The movie was produced by the legendary schlockmeister Roger Corman. In his long career, Corman produced almost 400 films, nearly all of them cheap knockoffs of the latest trend. So when Star Wars started making hatfuls of money, he jumped on the bandwagon. And why not? Corman had made quite a few other science fiction films (like the original Little Shop of Horrors).
Corman was also famous for using (and underpaying) young talent. His films were always a way to break into films and a surprising number of his actors, directors, and writers went on to successful careers.
In this case, he chose John Sayles. Sayles has written a couple of moderately successful novels, but was more interested in movies. He first got Corman's attention with the script for Piranha, and Corman hired him again to turn his attention to a Star Wars clone.
At the time, Sayles was working on his first directing effort, the superb Return of the Secaucus Seven, and probably some of his check from Coreman was used to pay for the film. Perhaps because he was busy, Sayles took the easy way out.
He stole his plot from The Magnificent Seven (and its Japanese inspiration, The Seven Samurai). The farming world of Akir* is threatened by the space tyrant Sador** (John Saxon) so Shad (Richard "John Boy" Thomas) sets out to find people willing to help with the defense. He recruits Gelt (Robert Vaughn) and Cowboy (George Peppard) and five others in order to defeat Sador and save the world.
The film doesn't hide its origins. Robert Vaughn was in The Magnificent Seven and Gelt has many of the same lines of dialog. But what really makes the film work is Sayles's script, which is witty, and satirical, but also shows a love of the genre. I saw it as the second feature at a drive-in, and I must say that was really the right element for it.

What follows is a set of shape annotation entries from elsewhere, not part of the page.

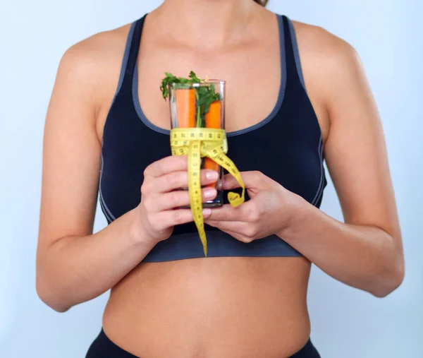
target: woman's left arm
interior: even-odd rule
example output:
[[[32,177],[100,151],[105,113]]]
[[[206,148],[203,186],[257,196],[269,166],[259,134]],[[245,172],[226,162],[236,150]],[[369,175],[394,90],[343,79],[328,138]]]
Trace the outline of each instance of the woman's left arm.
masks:
[[[257,172],[243,173],[250,201],[214,210],[207,222],[245,242],[276,234],[336,280],[383,297],[405,271],[385,140],[358,55],[342,40],[335,47],[321,89],[330,119],[324,153],[345,222]],[[237,185],[227,177],[225,186]]]

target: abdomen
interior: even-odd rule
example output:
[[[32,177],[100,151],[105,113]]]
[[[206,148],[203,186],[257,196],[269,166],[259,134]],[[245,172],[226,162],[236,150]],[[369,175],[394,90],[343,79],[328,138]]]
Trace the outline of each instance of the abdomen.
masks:
[[[143,263],[111,292],[109,338],[142,358],[280,358],[309,335],[309,262],[219,257]]]

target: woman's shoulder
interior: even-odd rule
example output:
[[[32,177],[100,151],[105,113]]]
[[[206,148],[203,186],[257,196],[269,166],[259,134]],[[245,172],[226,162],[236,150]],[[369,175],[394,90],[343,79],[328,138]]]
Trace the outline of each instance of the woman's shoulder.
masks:
[[[121,62],[130,25],[95,33],[73,44],[63,54],[60,66],[89,77],[108,72]]]
[[[332,85],[362,74],[361,59],[353,46],[326,29],[292,20],[301,65],[309,83]],[[306,78],[307,81],[307,78]],[[321,85],[319,90],[322,90]]]
[[[117,86],[130,25],[95,33],[70,46],[60,60],[56,82],[78,89],[101,107]]]
[[[321,60],[333,56],[354,56],[351,44],[318,25],[292,20],[298,46],[303,52],[317,56]]]

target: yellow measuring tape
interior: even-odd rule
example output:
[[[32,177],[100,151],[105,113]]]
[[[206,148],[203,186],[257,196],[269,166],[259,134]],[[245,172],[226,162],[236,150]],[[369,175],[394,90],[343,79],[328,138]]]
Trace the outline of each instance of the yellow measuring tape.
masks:
[[[238,181],[243,193],[230,192],[228,201],[233,207],[244,202],[245,186],[239,170],[226,155],[228,142],[224,129],[206,128],[175,128],[171,131],[172,155],[188,156],[188,191],[191,211],[197,226],[204,255],[207,256],[207,239],[202,215],[202,198],[200,171],[201,158],[207,157],[225,168]]]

The film was one of Corman's most expensive. It was unusual for him to cast so many established actors, and the special effects budget was first class (unusual for Corman). It seems to have been something of a success, but the budget was probably too rich for Corman's taste, so he returned to low-budget quickies.
Like many Corman films, this started a few major careers. John Sayles, of course, went on to be a major name in independent films.*** Jimmy T. Murakami has directed occasionally, but this was his one major film. James Horner, whom composed the score, has been very successful as a film composer, even winning an Oscar for his score for Titanic. And why was he chosen to write that one? Possibly on the recommendation of the film's art director (and creator of the spaceship models), a young man named James Cameron.
*A reference to Akira Kurosawa, director of The Seven Samauri.
** There was no need for subtlety, was there?
***And in Schenectady, his home town (or, at lease, my adopted one), where they named their arts magnet high school after him.